Retournés brutalement à l’état sauvage, ces animaux ne survivraient pas longtemps. Et qui dit que la vie sauvage est une partie de plaisir ? Savez-vous, demande Michael Pollan, qu’un ours qui attrape une brebis allaitante la mangera vivante, en commençant pas ses tétines ? Est-ce une fin supérieure à l’abattage dans des conditions raisonnables ? Et que dire des petits phoques dévorés par les orques quand ils se jettent à la mer pour la première fois ? La vie d’un animal sauvage est très souvent plus courte, plus difficile et plus dangereuse et sa mort plus violente que celle de ses congénères domestiques.
Moutons © Baronb
Le recours à des substituts artificiels
Si on supprimait l’utilisation de tout produit animal, poursuit-il, on serait amené à dépendre plus encore de produits artificiels pour nos vêtements, ou pour d’autres produits ménagers et domestiques : plastiques, composants chimiques…

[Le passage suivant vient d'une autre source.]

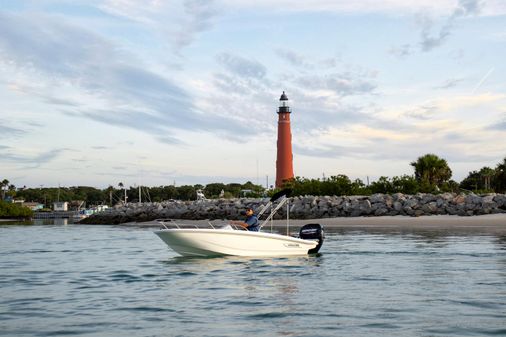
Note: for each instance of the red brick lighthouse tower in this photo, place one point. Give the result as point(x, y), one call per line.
point(284, 161)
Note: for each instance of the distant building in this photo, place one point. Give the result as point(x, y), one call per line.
point(34, 206)
point(200, 195)
point(60, 206)
point(76, 205)
point(245, 193)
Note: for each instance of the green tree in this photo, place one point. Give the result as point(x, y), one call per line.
point(405, 184)
point(11, 210)
point(500, 177)
point(480, 181)
point(382, 185)
point(3, 185)
point(431, 171)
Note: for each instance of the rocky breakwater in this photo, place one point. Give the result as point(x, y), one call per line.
point(310, 207)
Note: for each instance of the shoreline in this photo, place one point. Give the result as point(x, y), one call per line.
point(491, 223)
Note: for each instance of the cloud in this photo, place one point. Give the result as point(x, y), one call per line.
point(499, 125)
point(241, 66)
point(401, 51)
point(199, 14)
point(292, 57)
point(122, 91)
point(430, 40)
point(422, 112)
point(180, 21)
point(32, 160)
point(342, 84)
point(450, 83)
point(8, 132)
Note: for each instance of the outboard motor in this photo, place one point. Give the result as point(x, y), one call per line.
point(313, 231)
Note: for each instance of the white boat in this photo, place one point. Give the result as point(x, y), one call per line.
point(230, 240)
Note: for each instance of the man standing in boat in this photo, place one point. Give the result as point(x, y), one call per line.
point(251, 223)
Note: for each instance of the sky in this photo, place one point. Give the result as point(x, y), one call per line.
point(185, 92)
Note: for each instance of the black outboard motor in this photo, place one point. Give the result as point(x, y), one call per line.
point(313, 231)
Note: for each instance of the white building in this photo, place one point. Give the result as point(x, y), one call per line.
point(60, 206)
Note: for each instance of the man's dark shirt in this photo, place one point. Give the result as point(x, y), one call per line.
point(253, 224)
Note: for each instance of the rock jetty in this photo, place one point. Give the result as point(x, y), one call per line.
point(310, 207)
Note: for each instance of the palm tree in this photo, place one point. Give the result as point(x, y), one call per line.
point(110, 189)
point(431, 169)
point(500, 177)
point(3, 185)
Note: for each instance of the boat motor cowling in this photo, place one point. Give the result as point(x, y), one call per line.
point(313, 231)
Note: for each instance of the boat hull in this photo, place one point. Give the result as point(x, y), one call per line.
point(221, 242)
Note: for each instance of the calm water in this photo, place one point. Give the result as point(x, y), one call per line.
point(117, 281)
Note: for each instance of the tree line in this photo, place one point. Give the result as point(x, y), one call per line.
point(432, 174)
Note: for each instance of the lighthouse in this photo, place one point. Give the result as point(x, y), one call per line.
point(284, 160)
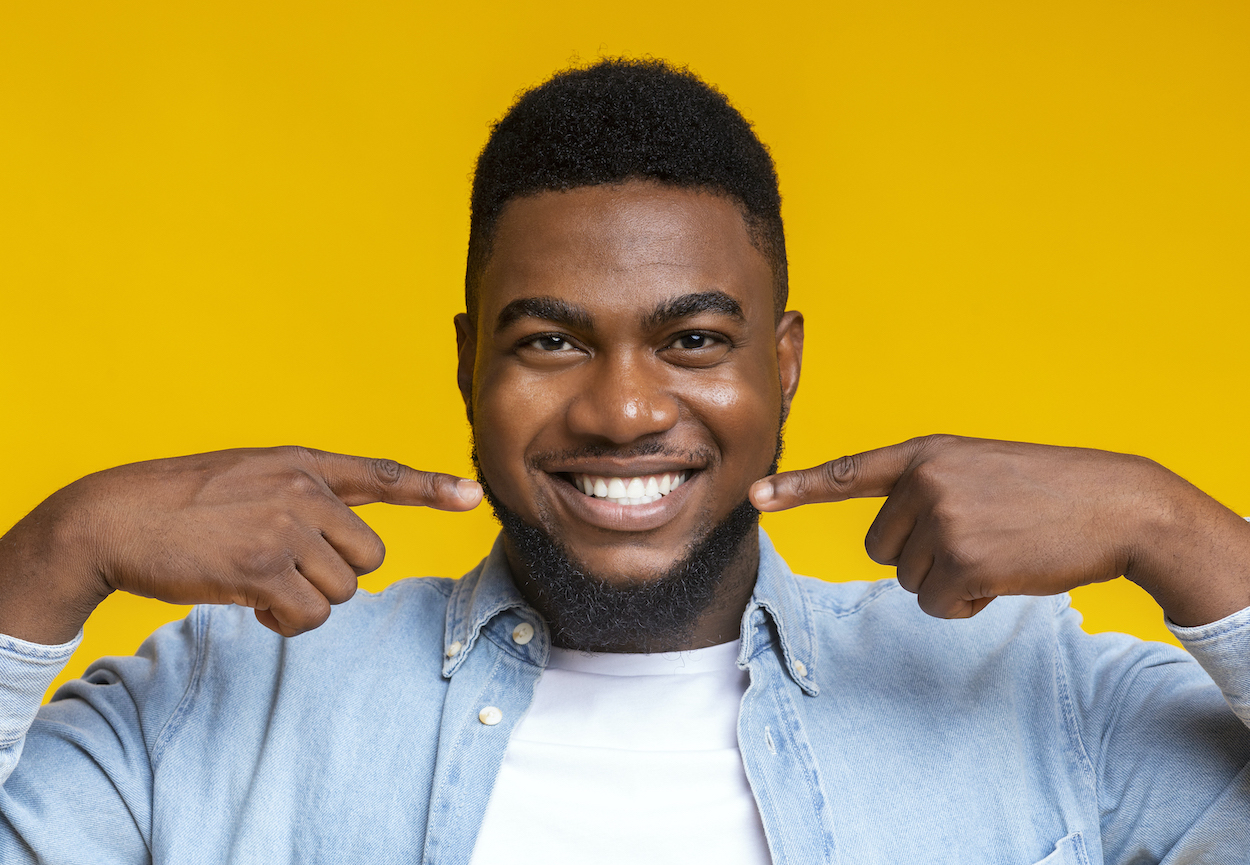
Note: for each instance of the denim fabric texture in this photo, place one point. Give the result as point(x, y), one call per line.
point(870, 733)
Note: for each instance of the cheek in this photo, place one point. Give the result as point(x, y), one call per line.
point(510, 413)
point(743, 415)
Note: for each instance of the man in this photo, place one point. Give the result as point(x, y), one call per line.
point(633, 673)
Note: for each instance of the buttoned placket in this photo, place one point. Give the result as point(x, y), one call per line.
point(496, 649)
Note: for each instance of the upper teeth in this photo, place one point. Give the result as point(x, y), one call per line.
point(640, 490)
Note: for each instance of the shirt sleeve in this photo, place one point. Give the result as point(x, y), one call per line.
point(81, 790)
point(1171, 763)
point(1223, 648)
point(26, 670)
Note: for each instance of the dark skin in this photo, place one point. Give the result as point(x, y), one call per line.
point(641, 365)
point(623, 318)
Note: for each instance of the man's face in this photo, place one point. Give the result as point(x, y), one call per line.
point(626, 344)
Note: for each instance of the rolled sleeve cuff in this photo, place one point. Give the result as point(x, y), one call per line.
point(1223, 648)
point(26, 670)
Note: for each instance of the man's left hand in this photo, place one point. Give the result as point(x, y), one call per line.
point(970, 519)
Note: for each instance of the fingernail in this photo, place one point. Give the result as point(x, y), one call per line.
point(468, 490)
point(764, 491)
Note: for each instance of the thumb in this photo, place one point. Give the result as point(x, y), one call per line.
point(865, 475)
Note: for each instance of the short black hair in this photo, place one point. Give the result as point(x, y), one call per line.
point(625, 119)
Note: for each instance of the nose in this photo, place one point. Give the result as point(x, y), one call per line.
point(623, 400)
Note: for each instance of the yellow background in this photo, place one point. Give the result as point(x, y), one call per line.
point(244, 224)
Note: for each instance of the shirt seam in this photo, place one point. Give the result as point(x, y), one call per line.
point(199, 620)
point(1065, 698)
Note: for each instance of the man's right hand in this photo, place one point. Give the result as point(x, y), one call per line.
point(271, 529)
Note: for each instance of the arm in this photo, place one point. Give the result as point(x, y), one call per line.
point(970, 519)
point(270, 529)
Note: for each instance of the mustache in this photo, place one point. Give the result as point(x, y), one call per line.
point(699, 455)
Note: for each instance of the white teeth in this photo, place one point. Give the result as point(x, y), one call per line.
point(641, 490)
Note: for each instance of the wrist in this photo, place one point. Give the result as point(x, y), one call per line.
point(1193, 555)
point(49, 580)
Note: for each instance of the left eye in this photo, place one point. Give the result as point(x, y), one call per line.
point(693, 341)
point(550, 343)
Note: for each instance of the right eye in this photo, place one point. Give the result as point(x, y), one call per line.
point(550, 343)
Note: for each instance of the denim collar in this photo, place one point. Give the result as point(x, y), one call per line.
point(778, 605)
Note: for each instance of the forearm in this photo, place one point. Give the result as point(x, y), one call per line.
point(48, 581)
point(1193, 555)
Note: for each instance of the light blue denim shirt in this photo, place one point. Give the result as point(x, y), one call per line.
point(870, 733)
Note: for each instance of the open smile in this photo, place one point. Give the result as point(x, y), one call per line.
point(616, 499)
point(636, 490)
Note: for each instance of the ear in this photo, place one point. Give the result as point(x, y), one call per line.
point(466, 355)
point(789, 356)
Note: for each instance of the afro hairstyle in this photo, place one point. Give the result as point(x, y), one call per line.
point(618, 120)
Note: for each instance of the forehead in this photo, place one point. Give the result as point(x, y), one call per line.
point(625, 246)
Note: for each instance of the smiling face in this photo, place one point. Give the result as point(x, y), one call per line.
point(626, 374)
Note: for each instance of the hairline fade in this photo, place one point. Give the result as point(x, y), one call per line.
point(620, 120)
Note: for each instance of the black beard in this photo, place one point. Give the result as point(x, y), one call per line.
point(590, 614)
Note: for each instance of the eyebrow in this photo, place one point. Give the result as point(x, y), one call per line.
point(570, 315)
point(691, 304)
point(549, 309)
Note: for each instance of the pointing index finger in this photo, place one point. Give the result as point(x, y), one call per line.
point(360, 480)
point(865, 475)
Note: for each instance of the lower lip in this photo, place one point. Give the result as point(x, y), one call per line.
point(609, 515)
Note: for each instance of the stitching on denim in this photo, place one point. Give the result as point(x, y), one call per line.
point(1066, 704)
point(199, 620)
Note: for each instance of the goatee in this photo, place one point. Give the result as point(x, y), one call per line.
point(590, 614)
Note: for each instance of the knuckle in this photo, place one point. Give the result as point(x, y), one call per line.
point(344, 590)
point(268, 560)
point(385, 473)
point(295, 453)
point(875, 548)
point(301, 484)
point(838, 473)
point(373, 553)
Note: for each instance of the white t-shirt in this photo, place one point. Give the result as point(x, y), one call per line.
point(626, 759)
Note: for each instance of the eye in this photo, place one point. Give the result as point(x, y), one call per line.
point(698, 348)
point(550, 343)
point(693, 341)
point(696, 341)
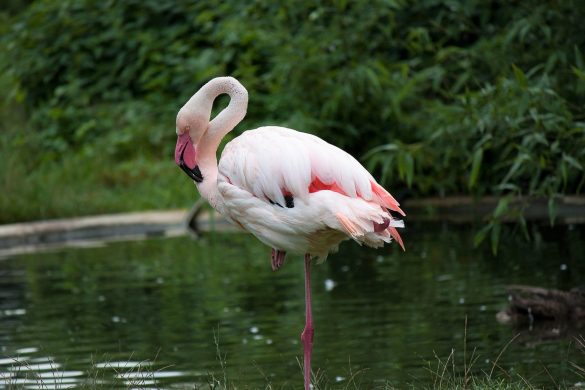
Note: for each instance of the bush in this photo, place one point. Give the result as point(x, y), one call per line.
point(469, 97)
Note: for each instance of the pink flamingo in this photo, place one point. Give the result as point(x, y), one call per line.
point(293, 191)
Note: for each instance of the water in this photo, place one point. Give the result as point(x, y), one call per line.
point(156, 313)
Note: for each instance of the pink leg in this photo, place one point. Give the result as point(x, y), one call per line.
point(308, 332)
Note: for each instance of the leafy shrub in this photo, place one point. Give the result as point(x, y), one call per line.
point(470, 97)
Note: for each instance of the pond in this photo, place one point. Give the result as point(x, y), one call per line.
point(158, 313)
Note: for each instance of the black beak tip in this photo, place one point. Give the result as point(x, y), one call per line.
point(194, 174)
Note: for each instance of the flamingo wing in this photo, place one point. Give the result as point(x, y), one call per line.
point(274, 163)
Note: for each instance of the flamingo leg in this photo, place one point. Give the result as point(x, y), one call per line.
point(308, 332)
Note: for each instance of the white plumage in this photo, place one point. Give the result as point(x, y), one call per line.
point(293, 191)
point(257, 168)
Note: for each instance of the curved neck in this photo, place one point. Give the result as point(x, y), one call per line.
point(222, 124)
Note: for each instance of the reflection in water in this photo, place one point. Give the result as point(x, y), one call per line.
point(155, 313)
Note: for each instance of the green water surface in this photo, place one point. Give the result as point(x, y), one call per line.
point(148, 314)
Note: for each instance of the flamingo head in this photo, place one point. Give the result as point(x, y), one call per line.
point(190, 129)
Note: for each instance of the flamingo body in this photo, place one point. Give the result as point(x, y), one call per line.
point(333, 196)
point(293, 191)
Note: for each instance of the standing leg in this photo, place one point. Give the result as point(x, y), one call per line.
point(308, 332)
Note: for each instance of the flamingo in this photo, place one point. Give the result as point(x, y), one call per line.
point(295, 192)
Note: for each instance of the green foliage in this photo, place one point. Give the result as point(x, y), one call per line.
point(445, 98)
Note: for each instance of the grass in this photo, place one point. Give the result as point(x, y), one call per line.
point(85, 182)
point(444, 374)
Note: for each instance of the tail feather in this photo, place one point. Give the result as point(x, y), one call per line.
point(386, 199)
point(396, 236)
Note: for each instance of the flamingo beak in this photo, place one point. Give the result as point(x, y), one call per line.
point(185, 157)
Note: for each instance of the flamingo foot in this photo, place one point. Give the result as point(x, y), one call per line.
point(277, 259)
point(308, 332)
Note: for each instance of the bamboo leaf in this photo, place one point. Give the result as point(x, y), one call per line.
point(475, 168)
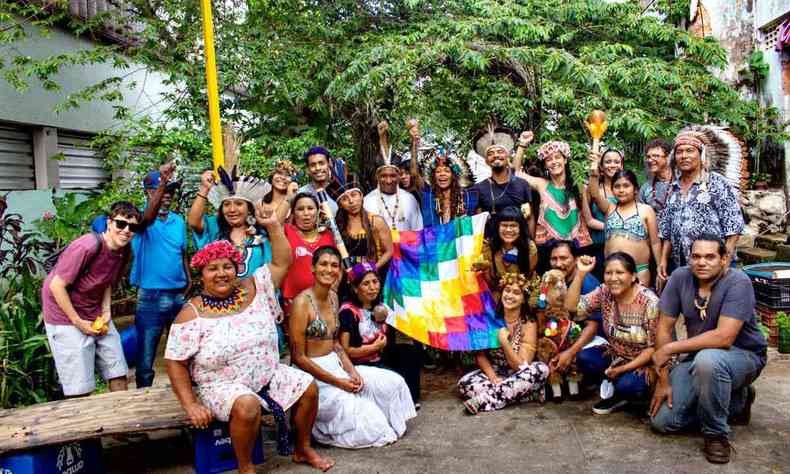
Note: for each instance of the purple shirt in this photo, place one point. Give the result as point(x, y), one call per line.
point(87, 291)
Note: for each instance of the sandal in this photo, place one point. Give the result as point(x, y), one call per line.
point(472, 406)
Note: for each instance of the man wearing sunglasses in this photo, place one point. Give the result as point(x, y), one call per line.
point(77, 293)
point(158, 270)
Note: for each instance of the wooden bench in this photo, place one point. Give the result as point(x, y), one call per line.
point(75, 419)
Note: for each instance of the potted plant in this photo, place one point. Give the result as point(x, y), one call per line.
point(783, 330)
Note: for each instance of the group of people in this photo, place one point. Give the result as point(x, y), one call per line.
point(301, 270)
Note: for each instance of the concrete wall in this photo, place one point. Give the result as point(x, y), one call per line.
point(36, 105)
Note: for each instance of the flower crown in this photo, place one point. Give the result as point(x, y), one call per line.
point(215, 251)
point(285, 167)
point(513, 279)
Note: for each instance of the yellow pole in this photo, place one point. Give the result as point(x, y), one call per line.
point(213, 90)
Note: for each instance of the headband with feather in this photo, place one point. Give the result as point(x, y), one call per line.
point(233, 186)
point(722, 152)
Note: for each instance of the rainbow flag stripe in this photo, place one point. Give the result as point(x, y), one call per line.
point(434, 296)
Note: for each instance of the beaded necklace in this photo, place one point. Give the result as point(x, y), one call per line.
point(228, 305)
point(394, 214)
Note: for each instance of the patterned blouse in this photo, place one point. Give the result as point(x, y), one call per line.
point(711, 207)
point(629, 328)
point(497, 356)
point(560, 219)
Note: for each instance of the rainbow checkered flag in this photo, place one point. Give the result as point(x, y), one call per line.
point(435, 297)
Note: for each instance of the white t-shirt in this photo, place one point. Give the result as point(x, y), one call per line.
point(401, 207)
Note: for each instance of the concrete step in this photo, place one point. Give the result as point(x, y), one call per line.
point(770, 241)
point(756, 255)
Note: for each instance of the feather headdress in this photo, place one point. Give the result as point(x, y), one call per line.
point(233, 186)
point(721, 152)
point(485, 139)
point(494, 136)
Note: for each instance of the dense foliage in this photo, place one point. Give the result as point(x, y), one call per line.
point(300, 72)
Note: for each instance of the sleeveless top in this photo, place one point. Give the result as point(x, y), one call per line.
point(631, 227)
point(300, 276)
point(599, 236)
point(357, 244)
point(559, 218)
point(497, 356)
point(317, 327)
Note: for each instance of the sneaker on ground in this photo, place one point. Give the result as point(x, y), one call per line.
point(609, 405)
point(717, 449)
point(745, 416)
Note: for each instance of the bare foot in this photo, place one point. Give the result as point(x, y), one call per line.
point(311, 457)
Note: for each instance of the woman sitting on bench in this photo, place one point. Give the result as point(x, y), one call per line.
point(225, 342)
point(359, 406)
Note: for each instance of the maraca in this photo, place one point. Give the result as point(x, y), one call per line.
point(596, 124)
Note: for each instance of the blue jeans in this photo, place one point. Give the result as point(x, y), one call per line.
point(592, 363)
point(707, 389)
point(156, 309)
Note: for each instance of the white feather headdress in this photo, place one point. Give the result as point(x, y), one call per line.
point(231, 186)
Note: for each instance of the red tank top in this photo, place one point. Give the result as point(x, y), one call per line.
point(300, 275)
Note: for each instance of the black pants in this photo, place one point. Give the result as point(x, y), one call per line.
point(406, 360)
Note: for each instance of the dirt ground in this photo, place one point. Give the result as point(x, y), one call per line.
point(550, 438)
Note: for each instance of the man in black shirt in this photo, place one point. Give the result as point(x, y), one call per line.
point(503, 189)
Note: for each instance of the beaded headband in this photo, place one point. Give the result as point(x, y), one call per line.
point(549, 148)
point(513, 278)
point(358, 272)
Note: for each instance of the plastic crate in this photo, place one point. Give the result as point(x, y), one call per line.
point(771, 288)
point(83, 457)
point(767, 316)
point(214, 451)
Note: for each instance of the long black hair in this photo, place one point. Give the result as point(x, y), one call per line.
point(524, 314)
point(457, 205)
point(629, 176)
point(342, 218)
point(626, 259)
point(571, 191)
point(354, 299)
point(222, 223)
point(512, 214)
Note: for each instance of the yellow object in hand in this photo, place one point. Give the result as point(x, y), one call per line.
point(596, 124)
point(99, 325)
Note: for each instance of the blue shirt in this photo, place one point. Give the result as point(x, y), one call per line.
point(589, 284)
point(159, 254)
point(256, 253)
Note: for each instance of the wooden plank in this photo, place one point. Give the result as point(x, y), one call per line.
point(74, 419)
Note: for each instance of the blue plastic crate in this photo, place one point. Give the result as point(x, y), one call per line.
point(769, 289)
point(214, 452)
point(83, 457)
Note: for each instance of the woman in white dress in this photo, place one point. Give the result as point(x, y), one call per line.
point(358, 407)
point(222, 356)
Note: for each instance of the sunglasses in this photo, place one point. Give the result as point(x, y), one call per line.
point(121, 224)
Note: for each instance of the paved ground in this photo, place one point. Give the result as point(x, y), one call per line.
point(553, 438)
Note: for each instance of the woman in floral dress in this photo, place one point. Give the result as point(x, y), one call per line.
point(509, 374)
point(224, 342)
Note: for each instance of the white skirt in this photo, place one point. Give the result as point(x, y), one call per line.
point(376, 416)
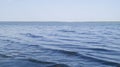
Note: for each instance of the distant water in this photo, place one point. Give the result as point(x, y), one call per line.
point(60, 44)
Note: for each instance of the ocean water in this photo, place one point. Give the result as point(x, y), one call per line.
point(62, 44)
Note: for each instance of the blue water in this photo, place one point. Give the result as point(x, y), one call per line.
point(53, 44)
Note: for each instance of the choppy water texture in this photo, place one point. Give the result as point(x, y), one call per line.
point(60, 44)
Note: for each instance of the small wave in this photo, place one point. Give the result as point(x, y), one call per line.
point(92, 42)
point(67, 31)
point(32, 35)
point(38, 61)
point(4, 56)
point(59, 65)
point(70, 40)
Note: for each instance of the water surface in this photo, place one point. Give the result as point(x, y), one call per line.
point(60, 44)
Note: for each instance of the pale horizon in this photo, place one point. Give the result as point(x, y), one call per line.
point(60, 10)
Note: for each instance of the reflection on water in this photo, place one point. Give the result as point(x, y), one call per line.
point(64, 45)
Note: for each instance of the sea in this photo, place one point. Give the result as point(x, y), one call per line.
point(59, 44)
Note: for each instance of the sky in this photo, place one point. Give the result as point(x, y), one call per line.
point(59, 10)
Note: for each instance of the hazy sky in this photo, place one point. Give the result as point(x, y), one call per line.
point(59, 10)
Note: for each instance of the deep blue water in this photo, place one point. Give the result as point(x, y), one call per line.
point(60, 44)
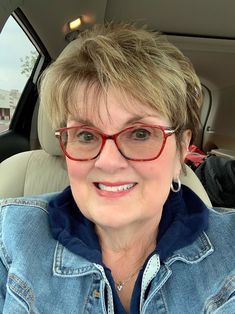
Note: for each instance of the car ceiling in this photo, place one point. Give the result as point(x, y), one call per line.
point(204, 29)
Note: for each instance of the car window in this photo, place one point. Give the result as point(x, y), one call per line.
point(17, 59)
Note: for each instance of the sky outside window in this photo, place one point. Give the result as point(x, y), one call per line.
point(14, 45)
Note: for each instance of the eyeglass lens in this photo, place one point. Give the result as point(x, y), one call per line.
point(134, 143)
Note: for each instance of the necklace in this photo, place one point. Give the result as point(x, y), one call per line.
point(120, 284)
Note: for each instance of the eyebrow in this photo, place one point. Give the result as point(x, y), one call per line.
point(132, 120)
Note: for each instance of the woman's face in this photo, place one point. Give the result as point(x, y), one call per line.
point(151, 180)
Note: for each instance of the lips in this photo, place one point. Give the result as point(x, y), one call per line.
point(117, 188)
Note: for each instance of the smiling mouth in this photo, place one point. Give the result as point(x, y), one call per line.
point(115, 188)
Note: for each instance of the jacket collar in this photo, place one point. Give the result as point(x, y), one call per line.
point(69, 264)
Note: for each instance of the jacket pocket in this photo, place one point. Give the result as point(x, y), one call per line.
point(22, 294)
point(224, 298)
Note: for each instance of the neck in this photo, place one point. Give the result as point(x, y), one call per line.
point(126, 246)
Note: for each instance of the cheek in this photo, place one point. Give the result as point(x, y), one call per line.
point(77, 171)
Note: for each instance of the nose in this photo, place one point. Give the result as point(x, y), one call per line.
point(110, 159)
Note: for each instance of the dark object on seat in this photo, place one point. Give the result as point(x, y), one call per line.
point(217, 175)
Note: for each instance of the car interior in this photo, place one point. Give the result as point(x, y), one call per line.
point(31, 161)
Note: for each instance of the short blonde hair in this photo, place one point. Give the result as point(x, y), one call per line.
point(134, 60)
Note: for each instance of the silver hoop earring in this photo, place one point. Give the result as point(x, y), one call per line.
point(176, 185)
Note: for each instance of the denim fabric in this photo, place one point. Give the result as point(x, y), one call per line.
point(39, 275)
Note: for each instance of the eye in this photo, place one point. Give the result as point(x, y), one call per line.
point(141, 134)
point(86, 136)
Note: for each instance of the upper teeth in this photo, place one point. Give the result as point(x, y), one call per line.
point(116, 188)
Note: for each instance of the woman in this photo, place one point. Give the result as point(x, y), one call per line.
point(125, 237)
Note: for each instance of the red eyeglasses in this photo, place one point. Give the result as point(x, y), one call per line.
point(138, 143)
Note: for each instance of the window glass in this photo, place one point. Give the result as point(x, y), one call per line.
point(17, 59)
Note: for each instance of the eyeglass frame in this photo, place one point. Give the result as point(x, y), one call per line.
point(167, 131)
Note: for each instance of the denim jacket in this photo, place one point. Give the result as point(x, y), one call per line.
point(40, 275)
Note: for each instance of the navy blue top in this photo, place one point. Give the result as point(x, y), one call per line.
point(184, 217)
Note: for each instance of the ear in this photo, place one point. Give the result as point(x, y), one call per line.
point(185, 142)
point(182, 152)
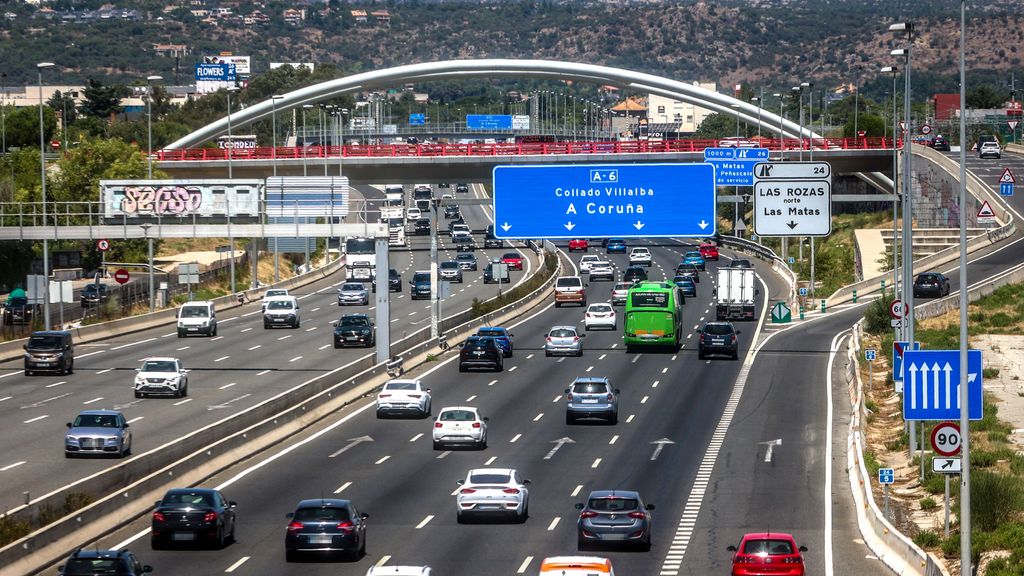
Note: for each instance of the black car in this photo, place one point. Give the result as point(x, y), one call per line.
point(109, 563)
point(718, 337)
point(635, 274)
point(189, 516)
point(49, 352)
point(94, 294)
point(421, 227)
point(354, 329)
point(481, 352)
point(393, 281)
point(325, 526)
point(931, 285)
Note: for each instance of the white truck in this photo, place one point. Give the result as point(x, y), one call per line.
point(734, 294)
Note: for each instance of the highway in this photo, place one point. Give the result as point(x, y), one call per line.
point(241, 367)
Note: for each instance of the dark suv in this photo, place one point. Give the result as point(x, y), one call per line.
point(49, 352)
point(718, 337)
point(481, 352)
point(113, 563)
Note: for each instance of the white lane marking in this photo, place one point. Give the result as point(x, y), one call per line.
point(424, 522)
point(133, 343)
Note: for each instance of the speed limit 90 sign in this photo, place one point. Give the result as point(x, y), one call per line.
point(946, 439)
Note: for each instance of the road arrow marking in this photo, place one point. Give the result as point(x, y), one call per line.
point(558, 444)
point(352, 442)
point(658, 446)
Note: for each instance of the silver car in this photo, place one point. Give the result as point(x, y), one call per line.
point(563, 339)
point(352, 293)
point(97, 432)
point(591, 398)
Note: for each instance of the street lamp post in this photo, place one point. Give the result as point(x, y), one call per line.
point(148, 132)
point(42, 174)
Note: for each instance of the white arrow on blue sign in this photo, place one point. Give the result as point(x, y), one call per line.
point(931, 384)
point(609, 200)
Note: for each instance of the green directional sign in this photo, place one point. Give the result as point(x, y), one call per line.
point(780, 314)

Aussi, sans l’équilibre plante-animal dont elles dépendent étroitement, les fermes biologiques et bio-dynamiques disparaîtraient et se verraient remplacées par encore plus de fermes industrielles faisant usage d’un recours toujours plus massif aux pesticides et aux engrais chimiques.
Les régions où la production de nourriture végétale est insuffisante seraient contraintes d’importer massivement des denrées ou des aliments fabriqués industriellement dans d’autres parties du globe, augmentant d’autant l’impact carbone.
Une agriculture durable pour nourrir 10 milliards d’humains ?
Selon lui, le débat sur le veganisme soulève indirectement le problème de l’utilisation des terres agricoles. Les adeptes de cette philosophie soutiennent que leur régime permettrait une agriculture plus économe, puisqu’une grande quantité de terres est utilisée pour le pâturage et la production de plantes fourragères. Mais une étude américaine(1) montre que le meilleur régime pour une utilisation durable des terres agricoles n’est ni le régime carnivore, ni le régime vegan, mais l’ovo-lacto-végétarien, c’est-à-dire un régime végétarien qui inclut la consommation de produits laitiers, d’oeufs, de miel, etc.
En conclusion
Quand on examine tous les paramètres du problème, il semblerait qu’un régime alimentaire qui réduit la consommation de viande, voire l’élimine dans certaines conditions, selon l’âge et l’état de santé de la personne, mais qui inclut les oeufs, les produits laitiers, et autres produits animaux, serait le meilleur pour la santé comme pour le développement durable de la planète.
© Pressmaster
En ce qui concerne les autres dimensions, chacun décidera en son âme et conscience : veut-on vivre sans la compagnie des animaux ? Veut-on encourager l’agriculture intensive et le recours à la pétrochimie ? Grande question du XXIe siècle, l’alimentation continuera à nous préoccuper dans les mois et les années à venir.